GPT-4o – Hype and Building Stuff

Hype

GPT-4o is OpenAI’s latest frontier model, announced by CTO Mia Murati in a livestream yesterday at 18:00 UK time, and at first glance the new capabilities that it promises are extremely exciting. The “o” in GPT-4o stands for “omni”, a reference to the native multimodality of the new model, which was trained end-to-end on not only text but also images and audio. You might be thinking, “this isn’t new, ChatGPT could already handle image and audio data” – the difference is that previously, when you used ChatGPT’s voice mode, the following steps would happen under-the-hood:

  • Your voice audio would be transcribed into text by a model called Whisper
  • That text would be fed into the GPT model, that great, big transformer neural network that represents the seat of the application’s intelligence
  • The GPT model would output text
  • That text would be converted back into speech by a text-to-speech model

Note that three different machine learning models are involved in the process, creating a communications overhead that results in not only latency but also, much more importantly, information loss. Meanwhile if you wanted to generate an image, ChatGPT could indeed do this for you, but only through integration with the separate, text-to-image model DALL-E. GPT-4o, on the other hand, is a unified model, meaning that it processes text, images, and audio seamlessly within a single neural architecture.

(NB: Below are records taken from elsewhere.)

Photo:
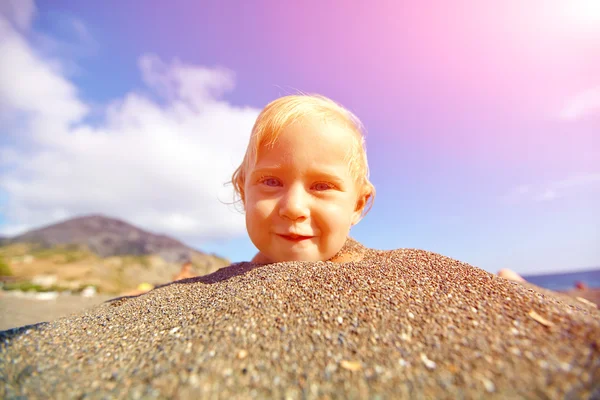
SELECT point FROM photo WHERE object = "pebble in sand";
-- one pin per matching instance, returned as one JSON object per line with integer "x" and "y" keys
{"x": 385, "y": 324}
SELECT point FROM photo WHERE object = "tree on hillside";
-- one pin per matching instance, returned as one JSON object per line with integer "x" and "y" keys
{"x": 4, "y": 268}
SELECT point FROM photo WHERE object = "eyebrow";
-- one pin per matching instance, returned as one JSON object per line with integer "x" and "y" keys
{"x": 316, "y": 173}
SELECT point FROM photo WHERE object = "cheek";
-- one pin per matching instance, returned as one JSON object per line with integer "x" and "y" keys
{"x": 260, "y": 209}
{"x": 336, "y": 216}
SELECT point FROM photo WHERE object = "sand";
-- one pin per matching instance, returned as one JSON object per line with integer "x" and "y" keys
{"x": 390, "y": 324}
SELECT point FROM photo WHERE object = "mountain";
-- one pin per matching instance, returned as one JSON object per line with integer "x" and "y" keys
{"x": 108, "y": 253}
{"x": 107, "y": 237}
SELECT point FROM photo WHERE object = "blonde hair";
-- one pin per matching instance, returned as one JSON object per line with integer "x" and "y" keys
{"x": 283, "y": 112}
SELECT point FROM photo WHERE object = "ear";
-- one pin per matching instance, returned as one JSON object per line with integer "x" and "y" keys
{"x": 361, "y": 203}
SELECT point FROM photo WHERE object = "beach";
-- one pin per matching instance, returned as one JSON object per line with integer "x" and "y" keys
{"x": 19, "y": 309}
{"x": 396, "y": 324}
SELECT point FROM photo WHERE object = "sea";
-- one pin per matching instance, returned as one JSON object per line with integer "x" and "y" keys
{"x": 566, "y": 280}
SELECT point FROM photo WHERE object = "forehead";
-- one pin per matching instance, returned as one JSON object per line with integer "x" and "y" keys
{"x": 311, "y": 132}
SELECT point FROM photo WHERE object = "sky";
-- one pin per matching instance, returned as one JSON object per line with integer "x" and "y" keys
{"x": 482, "y": 118}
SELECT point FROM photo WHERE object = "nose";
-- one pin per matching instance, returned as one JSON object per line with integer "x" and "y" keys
{"x": 294, "y": 205}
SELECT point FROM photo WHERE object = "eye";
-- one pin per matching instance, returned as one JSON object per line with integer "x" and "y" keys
{"x": 271, "y": 182}
{"x": 321, "y": 186}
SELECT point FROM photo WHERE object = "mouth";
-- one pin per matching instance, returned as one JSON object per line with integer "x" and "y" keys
{"x": 295, "y": 238}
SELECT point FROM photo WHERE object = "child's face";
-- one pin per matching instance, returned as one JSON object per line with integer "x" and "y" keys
{"x": 301, "y": 199}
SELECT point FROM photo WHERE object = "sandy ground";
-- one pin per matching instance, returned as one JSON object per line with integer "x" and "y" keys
{"x": 16, "y": 311}
{"x": 395, "y": 324}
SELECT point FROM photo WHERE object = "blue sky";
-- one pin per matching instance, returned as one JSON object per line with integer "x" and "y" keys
{"x": 483, "y": 120}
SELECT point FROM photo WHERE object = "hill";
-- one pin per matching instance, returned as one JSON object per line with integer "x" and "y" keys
{"x": 108, "y": 253}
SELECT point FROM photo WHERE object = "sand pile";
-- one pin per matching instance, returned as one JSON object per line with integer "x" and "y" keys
{"x": 395, "y": 324}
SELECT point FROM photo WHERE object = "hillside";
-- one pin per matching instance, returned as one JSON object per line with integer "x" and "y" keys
{"x": 108, "y": 253}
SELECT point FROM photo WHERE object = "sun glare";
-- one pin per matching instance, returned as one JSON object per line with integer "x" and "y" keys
{"x": 583, "y": 12}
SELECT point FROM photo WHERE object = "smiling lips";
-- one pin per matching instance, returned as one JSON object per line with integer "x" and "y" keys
{"x": 295, "y": 238}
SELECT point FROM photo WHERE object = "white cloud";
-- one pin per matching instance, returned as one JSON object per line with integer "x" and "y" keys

In the case of audio, this means that sonic characteristics such as tone, pitch, timbre and volume, all of which can carry huge amounts of meaning, can be taken into account by the model. Why might this be useful? Imagine for example that you are in the midst of a medical emergency and your tone of voice is urgent, your cadence rapid; the model could infer that you need information delivered as clearly and as concisely as possible, and alter its response accordingly.

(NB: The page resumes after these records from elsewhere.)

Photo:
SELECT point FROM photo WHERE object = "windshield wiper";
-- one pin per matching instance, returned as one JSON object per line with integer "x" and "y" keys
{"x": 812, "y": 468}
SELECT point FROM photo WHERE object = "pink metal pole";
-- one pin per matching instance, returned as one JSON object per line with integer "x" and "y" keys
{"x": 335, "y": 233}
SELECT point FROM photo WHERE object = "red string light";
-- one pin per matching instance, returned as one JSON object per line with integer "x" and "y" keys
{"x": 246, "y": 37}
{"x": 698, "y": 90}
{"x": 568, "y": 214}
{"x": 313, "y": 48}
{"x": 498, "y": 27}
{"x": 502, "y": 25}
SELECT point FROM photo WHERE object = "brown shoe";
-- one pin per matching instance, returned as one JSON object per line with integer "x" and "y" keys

In the case of images, the opportunities are possibly even more intriguing. Imagine you want to create a cartoon strip consisting of a series of images, for example. With a cartoon strip, you of course require consistency between the images in terms of the way the characters, objects and backgrounds look, or it just wouldn’t make much sense. Owing to the unified, multimodal nature of GPT-4o, this can now be achieved – you can get the model to generate the first image of your cartoon strip, and then feed that image back in with instructions on how you want the scene to change for the next image. This will work because the thing that’s generating the new image can really see the input image – the part of the model that generates the output (the output layer) is connected to the part of the model that receives the input through an incredibly complex network of neurons that has been tuned by machine learning. Previously, with GPT-4, completing such a task would not have been possible. This is because although GPT-4 can receive images as input, as mentioned earlier it needs to leverage a separate model DALL-E to generate images, and as DALL-E is a text-to-image model, this means that the image information in the system as a whole flows from input to output via a simple, textual description, leading to an even greater degree of information loss than with audio.

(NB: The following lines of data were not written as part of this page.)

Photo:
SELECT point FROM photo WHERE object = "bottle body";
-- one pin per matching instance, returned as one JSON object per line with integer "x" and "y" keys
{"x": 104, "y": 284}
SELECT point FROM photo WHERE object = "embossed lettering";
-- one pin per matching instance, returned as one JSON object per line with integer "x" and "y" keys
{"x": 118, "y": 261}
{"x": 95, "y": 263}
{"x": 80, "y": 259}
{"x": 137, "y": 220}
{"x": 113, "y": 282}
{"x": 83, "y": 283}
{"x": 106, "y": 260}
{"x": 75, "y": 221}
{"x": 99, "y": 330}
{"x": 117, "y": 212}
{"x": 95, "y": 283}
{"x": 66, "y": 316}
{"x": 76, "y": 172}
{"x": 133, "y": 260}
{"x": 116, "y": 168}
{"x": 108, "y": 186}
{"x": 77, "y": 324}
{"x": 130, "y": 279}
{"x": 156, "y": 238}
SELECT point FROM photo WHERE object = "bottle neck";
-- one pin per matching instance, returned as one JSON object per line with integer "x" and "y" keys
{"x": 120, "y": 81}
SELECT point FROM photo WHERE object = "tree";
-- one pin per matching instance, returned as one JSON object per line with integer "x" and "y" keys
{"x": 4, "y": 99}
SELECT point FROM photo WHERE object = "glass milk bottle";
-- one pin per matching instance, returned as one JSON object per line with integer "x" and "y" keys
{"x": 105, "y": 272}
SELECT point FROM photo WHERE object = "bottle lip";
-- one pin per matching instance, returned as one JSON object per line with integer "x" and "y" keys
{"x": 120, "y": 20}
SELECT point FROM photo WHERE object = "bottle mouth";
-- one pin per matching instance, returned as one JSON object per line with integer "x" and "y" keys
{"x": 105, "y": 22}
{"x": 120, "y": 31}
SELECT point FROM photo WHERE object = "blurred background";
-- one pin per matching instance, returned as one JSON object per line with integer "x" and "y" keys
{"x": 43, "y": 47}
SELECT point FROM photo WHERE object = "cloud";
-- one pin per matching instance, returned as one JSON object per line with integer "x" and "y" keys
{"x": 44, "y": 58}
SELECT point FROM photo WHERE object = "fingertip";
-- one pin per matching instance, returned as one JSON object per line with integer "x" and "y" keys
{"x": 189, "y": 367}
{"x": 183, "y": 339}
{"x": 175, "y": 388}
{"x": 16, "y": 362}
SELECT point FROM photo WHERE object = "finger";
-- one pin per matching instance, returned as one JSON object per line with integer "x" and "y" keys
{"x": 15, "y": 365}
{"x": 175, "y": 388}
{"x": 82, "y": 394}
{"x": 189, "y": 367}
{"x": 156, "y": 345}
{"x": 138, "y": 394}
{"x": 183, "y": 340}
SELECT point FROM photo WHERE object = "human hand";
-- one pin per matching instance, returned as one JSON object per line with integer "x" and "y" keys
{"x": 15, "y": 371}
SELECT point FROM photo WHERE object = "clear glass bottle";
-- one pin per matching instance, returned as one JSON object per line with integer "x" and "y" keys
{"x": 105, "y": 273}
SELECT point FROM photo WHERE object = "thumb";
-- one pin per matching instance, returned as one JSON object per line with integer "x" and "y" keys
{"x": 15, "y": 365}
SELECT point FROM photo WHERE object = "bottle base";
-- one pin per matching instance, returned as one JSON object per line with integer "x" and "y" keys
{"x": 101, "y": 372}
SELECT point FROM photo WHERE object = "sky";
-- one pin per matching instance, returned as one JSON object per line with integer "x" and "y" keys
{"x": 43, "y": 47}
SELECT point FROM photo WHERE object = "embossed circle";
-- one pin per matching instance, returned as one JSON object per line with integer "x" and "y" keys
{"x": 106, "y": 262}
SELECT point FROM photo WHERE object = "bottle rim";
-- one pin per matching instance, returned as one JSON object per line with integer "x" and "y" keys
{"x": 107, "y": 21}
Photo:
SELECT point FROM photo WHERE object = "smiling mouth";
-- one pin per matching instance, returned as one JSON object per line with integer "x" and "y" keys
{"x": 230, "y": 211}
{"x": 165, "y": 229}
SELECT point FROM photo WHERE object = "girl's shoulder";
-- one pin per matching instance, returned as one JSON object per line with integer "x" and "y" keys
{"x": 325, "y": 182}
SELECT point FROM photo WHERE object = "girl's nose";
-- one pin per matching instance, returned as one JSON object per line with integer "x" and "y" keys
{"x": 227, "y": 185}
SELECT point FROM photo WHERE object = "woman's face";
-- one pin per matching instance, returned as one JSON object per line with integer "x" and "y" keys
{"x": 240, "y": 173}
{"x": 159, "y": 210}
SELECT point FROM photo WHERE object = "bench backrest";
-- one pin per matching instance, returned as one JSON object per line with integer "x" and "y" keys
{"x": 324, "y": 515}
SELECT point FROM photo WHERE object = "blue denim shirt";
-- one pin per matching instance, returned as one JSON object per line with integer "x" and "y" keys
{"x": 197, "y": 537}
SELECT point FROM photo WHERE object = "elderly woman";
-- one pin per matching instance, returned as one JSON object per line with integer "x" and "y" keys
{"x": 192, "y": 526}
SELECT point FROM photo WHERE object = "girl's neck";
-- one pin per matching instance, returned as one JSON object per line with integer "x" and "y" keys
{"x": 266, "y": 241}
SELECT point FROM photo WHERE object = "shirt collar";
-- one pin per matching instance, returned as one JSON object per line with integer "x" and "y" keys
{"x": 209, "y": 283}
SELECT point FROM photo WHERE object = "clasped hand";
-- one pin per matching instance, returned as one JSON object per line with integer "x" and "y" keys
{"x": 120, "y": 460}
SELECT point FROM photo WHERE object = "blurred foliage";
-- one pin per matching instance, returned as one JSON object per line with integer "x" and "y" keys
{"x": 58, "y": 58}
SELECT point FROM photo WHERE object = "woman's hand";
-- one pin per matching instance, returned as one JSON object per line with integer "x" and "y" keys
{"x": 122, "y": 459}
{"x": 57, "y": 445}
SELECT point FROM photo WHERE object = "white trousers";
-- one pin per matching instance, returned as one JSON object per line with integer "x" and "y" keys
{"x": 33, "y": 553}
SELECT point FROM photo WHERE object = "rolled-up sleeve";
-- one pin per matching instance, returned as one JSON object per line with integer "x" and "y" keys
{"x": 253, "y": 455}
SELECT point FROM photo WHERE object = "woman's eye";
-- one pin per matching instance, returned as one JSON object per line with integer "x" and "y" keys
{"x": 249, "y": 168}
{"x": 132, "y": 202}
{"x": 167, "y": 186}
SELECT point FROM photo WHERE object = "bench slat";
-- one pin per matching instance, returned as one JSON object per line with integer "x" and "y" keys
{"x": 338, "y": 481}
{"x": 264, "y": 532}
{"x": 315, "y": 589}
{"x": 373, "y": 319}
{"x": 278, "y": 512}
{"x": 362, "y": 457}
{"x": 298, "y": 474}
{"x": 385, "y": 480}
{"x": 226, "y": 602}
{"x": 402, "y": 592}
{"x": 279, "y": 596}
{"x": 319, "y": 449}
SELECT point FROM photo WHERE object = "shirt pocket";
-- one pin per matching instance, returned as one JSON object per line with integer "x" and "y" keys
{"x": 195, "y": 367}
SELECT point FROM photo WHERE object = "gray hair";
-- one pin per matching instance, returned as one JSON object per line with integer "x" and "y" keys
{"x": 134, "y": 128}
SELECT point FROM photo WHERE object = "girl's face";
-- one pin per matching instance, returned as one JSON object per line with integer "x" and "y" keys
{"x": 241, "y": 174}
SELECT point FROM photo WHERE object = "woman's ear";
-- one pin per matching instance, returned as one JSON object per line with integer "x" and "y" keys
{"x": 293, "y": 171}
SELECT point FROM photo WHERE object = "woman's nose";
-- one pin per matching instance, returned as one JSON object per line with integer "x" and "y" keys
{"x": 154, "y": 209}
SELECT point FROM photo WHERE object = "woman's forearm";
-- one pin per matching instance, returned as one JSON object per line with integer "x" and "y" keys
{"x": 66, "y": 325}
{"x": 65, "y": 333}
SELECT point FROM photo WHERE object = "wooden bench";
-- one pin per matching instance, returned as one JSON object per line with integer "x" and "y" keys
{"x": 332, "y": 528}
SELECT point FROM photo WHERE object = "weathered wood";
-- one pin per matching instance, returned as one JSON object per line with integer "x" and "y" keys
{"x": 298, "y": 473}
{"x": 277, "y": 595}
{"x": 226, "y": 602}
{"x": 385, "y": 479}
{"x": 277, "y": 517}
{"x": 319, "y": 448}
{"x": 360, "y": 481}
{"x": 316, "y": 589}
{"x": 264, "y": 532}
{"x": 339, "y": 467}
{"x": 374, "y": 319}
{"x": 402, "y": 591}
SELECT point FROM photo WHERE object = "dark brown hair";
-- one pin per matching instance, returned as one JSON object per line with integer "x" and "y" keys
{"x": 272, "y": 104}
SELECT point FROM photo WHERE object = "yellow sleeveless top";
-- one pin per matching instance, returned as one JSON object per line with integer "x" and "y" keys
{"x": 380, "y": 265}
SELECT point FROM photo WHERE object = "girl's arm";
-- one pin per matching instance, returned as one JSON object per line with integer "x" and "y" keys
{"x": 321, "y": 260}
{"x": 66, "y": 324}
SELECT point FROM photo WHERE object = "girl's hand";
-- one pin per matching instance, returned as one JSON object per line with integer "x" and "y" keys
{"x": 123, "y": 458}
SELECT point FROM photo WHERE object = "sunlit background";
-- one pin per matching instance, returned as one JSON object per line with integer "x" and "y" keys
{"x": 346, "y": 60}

What we basically have here is everything Google Gemini promised to be and much, much more. It’s a staggering advancement, and one that in my opinion has not been heralded nearly enough. I have a feeling that, given its new capabilities, its speed and the fact that it will be released to non-paying as well as paying users, the release of GPT-4o will end up being the most impactful event, societally and economically, that we’ve seen in the world of AI since the release of ChatGPT itself back in 2022. Bear in mind though that with the current rate of progress, it may not be long before this mantle is passed on once again.

Building stuff

Right, let’s step off the hype train for a moment, because although GPT-4o has already been made available to ChatGPT Plus users, it currently lacks all of the features discussed above, which are being withheld from the public while OpenAI conducts further safety testing. The model that is available right now is, however, a big improvement on GPT-4. The main reason I say that, having used it quite a bit already, is that it is absolutely rapid. The announcement yesterday claimed a 2x speed increase over GPT-4, but it really feels like more than that in practice. Its native multimodality also seems to have bestowed upon it an improved ability to work with images, even if it cannot yet generate them itself.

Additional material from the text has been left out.